UU Nomor 23 Tahun 2004 Pasal 45
• Setiap orang yang melakukan kekerasan fisik dalam lingkup rumah
tangga seba-gaimana dimaksud dalam Pasal 5 huruf b dipidana
dengan pidana penjara paling lama 3 (tiga) tahun atau denda paling
banyak Rp 9.000.000,- (Sembilanjuta rupiah).

• Dalam hal perbuatan sebagaimana dimaksud pada ayat (1)


dilakukan oleh suami ter-hadap isteri atau sebaliknya yang tidak
menimbulkan penyakit atau halangan untuk menjalankan pekerjaan
jabatan atau pencaharian atau kegiatan sehari-hari, dipidana-kan
penjara paling lama 4 (empat) bulan atau denda paling banyak
Rp3.000.000,-(Tiga juta rupiah).
UU Nomor 23 Tahun 2004 Pasal 46
• Setiap orang yang melakukan perbuatan kekerasan seksual
sebagaimana dimaksud dalam Pasal 8 huruf a dipidana dengan
pidana penjara paling lama 12 (dua belas) tahun atau denda paling
banyak Rp36.000.000,- (Tiga puluh enam juta rupiah).
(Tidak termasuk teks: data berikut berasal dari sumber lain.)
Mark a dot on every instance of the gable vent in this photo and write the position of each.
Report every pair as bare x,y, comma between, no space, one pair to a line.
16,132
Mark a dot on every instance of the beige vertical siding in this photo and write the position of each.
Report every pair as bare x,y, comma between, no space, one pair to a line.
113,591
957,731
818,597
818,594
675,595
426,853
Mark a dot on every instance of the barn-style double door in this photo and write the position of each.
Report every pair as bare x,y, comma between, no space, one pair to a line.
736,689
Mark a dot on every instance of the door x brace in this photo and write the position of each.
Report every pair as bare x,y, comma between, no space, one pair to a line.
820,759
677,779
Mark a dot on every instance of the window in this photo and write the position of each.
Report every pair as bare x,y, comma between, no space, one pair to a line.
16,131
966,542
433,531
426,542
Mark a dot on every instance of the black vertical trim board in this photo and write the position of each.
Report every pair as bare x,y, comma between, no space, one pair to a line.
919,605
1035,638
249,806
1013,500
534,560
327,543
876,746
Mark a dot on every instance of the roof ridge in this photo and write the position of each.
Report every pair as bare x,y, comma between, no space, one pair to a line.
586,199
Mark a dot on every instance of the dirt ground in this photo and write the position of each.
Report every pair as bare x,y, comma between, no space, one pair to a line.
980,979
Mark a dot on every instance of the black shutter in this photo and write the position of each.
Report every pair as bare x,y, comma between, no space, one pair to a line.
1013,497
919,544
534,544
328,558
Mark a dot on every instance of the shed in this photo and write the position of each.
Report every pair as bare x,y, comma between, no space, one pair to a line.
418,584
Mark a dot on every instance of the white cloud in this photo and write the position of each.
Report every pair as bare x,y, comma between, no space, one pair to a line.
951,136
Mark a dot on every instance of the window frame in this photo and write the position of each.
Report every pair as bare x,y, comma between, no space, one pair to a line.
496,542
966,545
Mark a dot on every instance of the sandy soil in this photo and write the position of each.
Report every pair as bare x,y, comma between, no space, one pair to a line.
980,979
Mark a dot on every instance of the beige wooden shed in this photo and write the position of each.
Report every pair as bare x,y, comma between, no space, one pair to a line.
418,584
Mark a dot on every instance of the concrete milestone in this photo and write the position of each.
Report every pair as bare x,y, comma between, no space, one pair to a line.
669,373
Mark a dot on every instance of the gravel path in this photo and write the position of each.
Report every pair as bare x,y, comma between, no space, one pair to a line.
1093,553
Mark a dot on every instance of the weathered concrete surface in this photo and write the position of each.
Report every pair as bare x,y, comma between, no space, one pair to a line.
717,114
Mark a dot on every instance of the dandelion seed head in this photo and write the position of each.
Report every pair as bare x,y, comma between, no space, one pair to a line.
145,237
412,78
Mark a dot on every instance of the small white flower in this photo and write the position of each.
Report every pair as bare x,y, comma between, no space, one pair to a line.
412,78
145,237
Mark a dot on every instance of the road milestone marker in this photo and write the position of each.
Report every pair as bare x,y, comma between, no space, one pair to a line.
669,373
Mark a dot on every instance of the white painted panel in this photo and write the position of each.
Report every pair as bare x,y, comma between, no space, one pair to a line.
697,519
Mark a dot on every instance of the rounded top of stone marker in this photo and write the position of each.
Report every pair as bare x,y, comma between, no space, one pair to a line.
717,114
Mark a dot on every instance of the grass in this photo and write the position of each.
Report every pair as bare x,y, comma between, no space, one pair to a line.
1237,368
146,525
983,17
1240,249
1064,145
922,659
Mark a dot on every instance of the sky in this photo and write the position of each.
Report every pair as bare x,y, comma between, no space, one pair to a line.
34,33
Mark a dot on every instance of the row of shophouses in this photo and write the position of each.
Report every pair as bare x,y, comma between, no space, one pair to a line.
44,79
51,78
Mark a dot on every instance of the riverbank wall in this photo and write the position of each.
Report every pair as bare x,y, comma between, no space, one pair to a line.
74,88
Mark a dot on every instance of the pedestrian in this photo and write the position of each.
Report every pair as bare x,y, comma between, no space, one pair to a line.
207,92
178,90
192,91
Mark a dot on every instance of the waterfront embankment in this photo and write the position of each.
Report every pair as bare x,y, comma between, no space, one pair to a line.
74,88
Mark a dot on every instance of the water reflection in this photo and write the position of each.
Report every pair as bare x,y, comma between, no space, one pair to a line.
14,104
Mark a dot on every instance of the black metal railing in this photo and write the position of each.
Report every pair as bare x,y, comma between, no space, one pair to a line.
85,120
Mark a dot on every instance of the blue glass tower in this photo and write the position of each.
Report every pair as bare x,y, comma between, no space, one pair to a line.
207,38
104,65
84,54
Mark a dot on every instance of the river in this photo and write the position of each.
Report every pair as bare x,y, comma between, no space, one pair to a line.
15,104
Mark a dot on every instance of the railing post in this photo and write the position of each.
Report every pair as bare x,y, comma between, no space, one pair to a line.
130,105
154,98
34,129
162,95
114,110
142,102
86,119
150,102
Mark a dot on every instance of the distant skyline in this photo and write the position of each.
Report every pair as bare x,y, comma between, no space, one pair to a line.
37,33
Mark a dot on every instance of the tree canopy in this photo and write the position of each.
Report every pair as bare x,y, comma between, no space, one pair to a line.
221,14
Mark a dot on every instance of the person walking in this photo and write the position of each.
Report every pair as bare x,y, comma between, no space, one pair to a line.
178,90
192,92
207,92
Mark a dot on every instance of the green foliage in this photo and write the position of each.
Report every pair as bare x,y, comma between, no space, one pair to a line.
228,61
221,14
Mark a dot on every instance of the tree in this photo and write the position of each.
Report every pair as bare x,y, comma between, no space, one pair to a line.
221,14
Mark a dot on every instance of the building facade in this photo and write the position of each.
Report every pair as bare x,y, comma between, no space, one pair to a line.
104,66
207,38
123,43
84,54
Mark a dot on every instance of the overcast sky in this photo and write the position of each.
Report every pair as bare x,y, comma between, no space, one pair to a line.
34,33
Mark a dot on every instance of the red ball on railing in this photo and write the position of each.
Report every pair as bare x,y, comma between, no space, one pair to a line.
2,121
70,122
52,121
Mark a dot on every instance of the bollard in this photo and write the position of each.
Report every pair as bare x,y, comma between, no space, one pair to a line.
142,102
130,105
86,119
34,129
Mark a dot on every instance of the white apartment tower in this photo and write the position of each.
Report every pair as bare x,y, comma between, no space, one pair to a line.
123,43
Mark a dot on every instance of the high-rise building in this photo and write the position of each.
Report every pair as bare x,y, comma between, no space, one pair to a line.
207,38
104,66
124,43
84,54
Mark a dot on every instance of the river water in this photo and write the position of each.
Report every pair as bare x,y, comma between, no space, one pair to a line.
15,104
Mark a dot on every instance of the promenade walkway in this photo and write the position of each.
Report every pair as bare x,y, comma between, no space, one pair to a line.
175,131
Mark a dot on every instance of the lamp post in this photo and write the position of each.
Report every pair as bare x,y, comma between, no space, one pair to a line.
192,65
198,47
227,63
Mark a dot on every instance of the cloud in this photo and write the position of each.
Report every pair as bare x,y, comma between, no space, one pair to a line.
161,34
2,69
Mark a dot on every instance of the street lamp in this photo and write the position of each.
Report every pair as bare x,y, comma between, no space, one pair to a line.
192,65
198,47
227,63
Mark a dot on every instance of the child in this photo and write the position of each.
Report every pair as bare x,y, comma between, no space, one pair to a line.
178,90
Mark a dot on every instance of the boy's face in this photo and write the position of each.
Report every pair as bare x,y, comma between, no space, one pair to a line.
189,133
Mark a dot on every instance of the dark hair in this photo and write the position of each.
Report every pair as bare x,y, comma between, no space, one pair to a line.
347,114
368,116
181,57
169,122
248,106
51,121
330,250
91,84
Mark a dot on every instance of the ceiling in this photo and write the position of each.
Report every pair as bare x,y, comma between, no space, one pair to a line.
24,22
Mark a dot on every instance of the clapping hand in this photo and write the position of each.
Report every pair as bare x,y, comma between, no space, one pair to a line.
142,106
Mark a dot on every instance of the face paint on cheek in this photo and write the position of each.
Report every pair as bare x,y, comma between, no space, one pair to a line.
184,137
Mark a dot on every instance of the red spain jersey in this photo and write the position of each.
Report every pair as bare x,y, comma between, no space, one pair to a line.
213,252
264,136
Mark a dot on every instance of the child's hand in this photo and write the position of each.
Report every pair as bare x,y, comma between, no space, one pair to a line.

UU Nomor 23 Tahun 2004 Pasal 47


• Setiap orang yang memaksa orang yang menetap dalam rumah
tangganya melakukan hubungan seksual sebagaimana dimaksud
dalam pasal 8 huruf b dipidana dengan pidana penjara paling
singkat 4 (empat) tahun dan pidana penjara paling lama 15 (lima
belas) tahun atau denda paling sedikit Rp 12.000.000,00-(dua belas
juta rupiah) atau paling banyak Rp 300.000.000,00-(tiga ratus juta
rupiah).
UU Nomor 23 Tahun 2004 Pasal 48
• Dalam hal perbuatan sebagaimana dimaksud dalam Pasal 46
dan 47 mengakibatkan korban mendapat luka yang tidak
memberi harapan akan sembuh sama sekali, mengalami
gangguan daya pikir atau kejiwaan sekurang-kurangnya
selama 4 (empat) minggu terus menerus atau 1 (satu) tahun
tidak berturut-turut, gugur atau matinya janin dalam
kandungan, atau mengakibatkan tidak berfungsinya alat
reproduksi, dipidana dengan pidana penjara paling singkat 5
(lima) tahun dan pidana penjara paling lama 20 (dua puluh)
tahun atau denda paling sedikit Rp 25.000.000,00-(dua puluh
lima juta rupiah) dan paling banyak Rp500.000.000,00-(lima
ratus juta rupiah).
UU Nomor 23 Tahun 2004 Pasal 49
Dipidana dengan pidana penjara paling lama 3 (tiga)
tahun atau denda paling banyak Rp
15.000.000,00-(lima belas juta rupiah), setiap
orang yang:
• Menelantarkan orang lain dalam lingkup rumah
tangganya sebagaimana dimaksud dalam Pasal 9
ayat (1);
• Menelantarkan orang lain sebagaimana dimaksud
Pasal 9 ayat (2).
UU Nomor 23 Tahun 2004 Pasal 50
Selain pidana sebagaimana dimaksud dalam bab ini
hakim dapat menjatuhkan pidana tambahan
berupa :
• pembatasan gerak pelaku baik yang bertujuan
untuk menjauhkan pelaku dari korban dalam
jarak dan waktu tertentu, maupun pembatasan
hak-hak tertentu dari pelaku;
• penetapan pelaku mengikuti program konseling
di bawah pengawasan lembaga ter-tentu.